Figure 3 compares the basis vectors from each method that captured the most shape variation. PCA required 7 basis vectors for 90% of shape variation, while ICA required the most at 38. Note the global effects of PCA vectors, the extreme locality of ICA and S-PCA, and the spatially broader effects of LoCA. Major deformations of meaningful CC sub-regions, the genu and splenium, are represented by the first four LoCA vectors, while the next six represent deformations of the corpus callosum’s long central body.

Reconstruction error for all methods is graphed in Figure 4. ICA requires a large number of components for accurate shape reconstruction, and PCA requires the fewest; S-PCA and LoCA require more basis vectors for bases that are more local or sparse (i.e., higher λ). Note, however, that for comparable reconstruction error curves, S-PCA bases tend to contain global shape components while LoCA does not; for example, compare LoCA(26) and S-PCA(26) in Figures 4 and 2.

Fig. 4.

Reconstruction error when using only the first k vectors of the basis. The numbers in parentheses denote the number of vectors required to capture 90% of variation in the data set. LoCA bases are compared with S-PCA bases which have essentially the same reconstruction error for 10, 15, or 26 vectors respectively. These choices correspond to the different λ settings used in Figure 2. Using fewer vectors, S-PCA has lower reconstruction error because the first few S-PCA vectors represent global deformations (as seen in Figure 2).

Humeri

3D surface models of human, gorilla, and chimpanzee humerus bones were obtained by scanning the bones using a laser range scanner as part of a long-term project on of primate evolutionary morphology. The 3D models were annotated by a single human operator (D.A.) in a graphical interface by placing curves at anatomical landmarks on the shaft and proximal and distal extremities of the bone. A curve on the proximal extremity followed the length of the articular neck. Three curves were traced longitudinally along ridges that spanned the length of the shaft. On the distal extremity, curves followed the ridge of the olecranon fossa, the ridge along the medial limit of the trochlea, the ridge along the lateral limit of the capitulum, and the ridge between the trochlea and capitulum. Surface points sampled from these curves were the input to the shape parameterization methods.

The first few basis vectors of the results are shown in Figure 5. LoCA identified basis vectors that intuitively describe deformations of the two joint surfaces at the extremities, as well as deformations of sub-regions of the long body.

Colobine monkey crania

The shape space was built from a set of 235 crania from colobine monkeys (Subfamily Colobinae, Family Cercopithecidae), from six Asian species. Each cranium was marked with 45 corresponding landmark points. Various comparative primate morphologists manually marked each cranium with 45 landmark points using a Microscribe 3D digitizer [19], as part of data collection for a long-term project on Old World monkey cranial evolution. Results are shown in figure 6. The landmarks are shown on a Colobus guereza cranium, which is colored as in 5.

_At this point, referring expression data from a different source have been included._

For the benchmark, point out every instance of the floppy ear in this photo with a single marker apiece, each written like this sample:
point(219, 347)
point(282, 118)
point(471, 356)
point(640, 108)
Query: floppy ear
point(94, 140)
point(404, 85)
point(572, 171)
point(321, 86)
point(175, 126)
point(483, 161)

The usefulness of the compatibility matrix B for creating localized bases with higher-order characteristics is also illustrated in Figure 6. To encourage spatially symmetric components, landmark points were reflected across the midsagittal plane; i.e. points were transformed across the symmetry plane from the right to left side of the skull. Compatibility B[i, j] was computed between the reflected points, so that two points at corresponding locations across the midsagittal plane (e.g., right and left cheek) were highly compatible. The resulting “Symmetric LoCA” basis intuitively captures shape variability in corresponding right and left skull features in each component.

5 Discussion

LoCA provided a superior trade-off of conciseness and locality than ICA or S-PCA for a broad range of data sets, at a cost of greater computation time. Future work will focus on designing compatibility matrices for a wide range of shape applications, using non-geodesic distance metrics and user-defined object regions of interest. We will also generate localized bases whose vectors vary significantly in their spatial suppport; currently, the range of possible spatial supports is limited to a degree by the distance modulating function f.